- Born: June 3, 1876 Brooklyn, New York
- Died: October 12, 1923 (aged 47) Rutland, Massachusetts, U.S.
- Burial place: Oak Grove Cemetery, Medford, Massachusetts
- Military career
- Allegiance: United States
- Branch: United States Marine Corps
- Service years: 1898–1903
- Rank: Private
- Conflicts: Boxer Rebellion
- Awards: Medal of Honor

= William H. Murray (Medal of Honor) =

United States Marine Corps Medal of Honor recipient

William Henry Murray (June 3, 1876 – October 12, 1923) was an American private serving in the United States Marine Corps during the Boxer Rebellion who received the Medal of Honor for bravery.

==Biography==
Murray was born June 3, 1876, in Brooklyn, New York and enlisted into the Marine Corps from Brooklyn on April 8, 1898, under the name Henry W. Davis. After entering the Marine Corps he was sent to fight in the Chinese Boxer Rebellion. He received the Medal for his actions in Peking, China from July 21 – August 17, 1900 and it was presented to him July 19, 1901. He died October 12, 1923, and is buried in Oak Grove Cemetery, Medford, Massachusetts. His grave can be found in the Mystic Lawn, O-61.

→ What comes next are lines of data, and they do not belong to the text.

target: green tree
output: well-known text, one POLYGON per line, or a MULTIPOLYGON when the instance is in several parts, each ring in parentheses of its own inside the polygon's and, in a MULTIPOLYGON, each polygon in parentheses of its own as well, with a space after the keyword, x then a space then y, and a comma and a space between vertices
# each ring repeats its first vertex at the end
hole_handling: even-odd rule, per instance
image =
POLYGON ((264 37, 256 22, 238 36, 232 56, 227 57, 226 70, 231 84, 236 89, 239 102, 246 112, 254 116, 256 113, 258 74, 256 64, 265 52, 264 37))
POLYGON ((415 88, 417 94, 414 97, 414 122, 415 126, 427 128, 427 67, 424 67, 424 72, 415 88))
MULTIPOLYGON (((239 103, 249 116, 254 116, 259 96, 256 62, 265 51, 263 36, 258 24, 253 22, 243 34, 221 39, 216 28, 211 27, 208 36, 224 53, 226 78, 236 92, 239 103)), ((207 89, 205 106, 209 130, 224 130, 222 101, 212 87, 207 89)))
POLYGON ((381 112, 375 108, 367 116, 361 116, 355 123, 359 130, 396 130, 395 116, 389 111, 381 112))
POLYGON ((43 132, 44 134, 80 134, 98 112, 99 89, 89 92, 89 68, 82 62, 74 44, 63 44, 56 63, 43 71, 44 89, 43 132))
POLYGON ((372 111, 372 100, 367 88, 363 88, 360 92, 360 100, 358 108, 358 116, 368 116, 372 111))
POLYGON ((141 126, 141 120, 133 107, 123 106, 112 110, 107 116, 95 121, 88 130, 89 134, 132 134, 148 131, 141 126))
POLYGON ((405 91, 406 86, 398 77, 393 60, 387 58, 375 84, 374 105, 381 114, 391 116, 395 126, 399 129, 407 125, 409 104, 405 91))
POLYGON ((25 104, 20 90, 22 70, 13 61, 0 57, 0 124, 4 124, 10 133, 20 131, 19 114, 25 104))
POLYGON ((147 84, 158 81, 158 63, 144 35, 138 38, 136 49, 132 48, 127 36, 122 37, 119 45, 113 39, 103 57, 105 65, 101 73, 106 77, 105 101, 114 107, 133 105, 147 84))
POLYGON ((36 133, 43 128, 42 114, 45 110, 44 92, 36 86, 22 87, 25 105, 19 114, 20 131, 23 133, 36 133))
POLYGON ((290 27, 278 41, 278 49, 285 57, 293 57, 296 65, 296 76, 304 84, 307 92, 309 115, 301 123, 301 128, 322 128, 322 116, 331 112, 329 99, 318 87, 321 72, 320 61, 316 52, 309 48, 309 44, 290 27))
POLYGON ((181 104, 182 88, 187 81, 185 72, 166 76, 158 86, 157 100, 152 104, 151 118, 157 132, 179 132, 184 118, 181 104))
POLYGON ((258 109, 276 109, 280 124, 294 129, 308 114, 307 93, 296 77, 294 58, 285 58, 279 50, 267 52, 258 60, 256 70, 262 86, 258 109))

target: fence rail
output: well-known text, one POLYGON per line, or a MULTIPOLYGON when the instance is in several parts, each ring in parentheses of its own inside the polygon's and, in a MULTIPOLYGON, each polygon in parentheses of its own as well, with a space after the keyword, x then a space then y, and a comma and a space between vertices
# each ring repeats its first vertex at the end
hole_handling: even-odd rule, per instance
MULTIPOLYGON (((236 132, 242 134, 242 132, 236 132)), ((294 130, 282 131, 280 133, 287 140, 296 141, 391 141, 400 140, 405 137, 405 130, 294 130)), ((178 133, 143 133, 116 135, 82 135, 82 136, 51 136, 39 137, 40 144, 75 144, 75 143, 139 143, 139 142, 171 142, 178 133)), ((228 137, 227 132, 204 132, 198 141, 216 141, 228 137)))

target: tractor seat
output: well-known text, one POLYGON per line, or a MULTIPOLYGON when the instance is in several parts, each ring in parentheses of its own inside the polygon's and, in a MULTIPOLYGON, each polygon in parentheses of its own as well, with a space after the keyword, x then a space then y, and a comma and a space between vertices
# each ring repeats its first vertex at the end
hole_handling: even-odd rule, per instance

==Medal of Honor citation==
Rank and organization: Private, U.S. Marine Corps. Born: 3 June 1876, Brooklyn, N.Y. Accredited to: New York. G.O. No.: 55, 19 July 1901.

Citation:

In the presence of the enemy during the action at Peking, China, 21 July to 17 August 1900. During this period, Murray distinguished himself by meritorious conduct. (Served as Henry W. Davis.)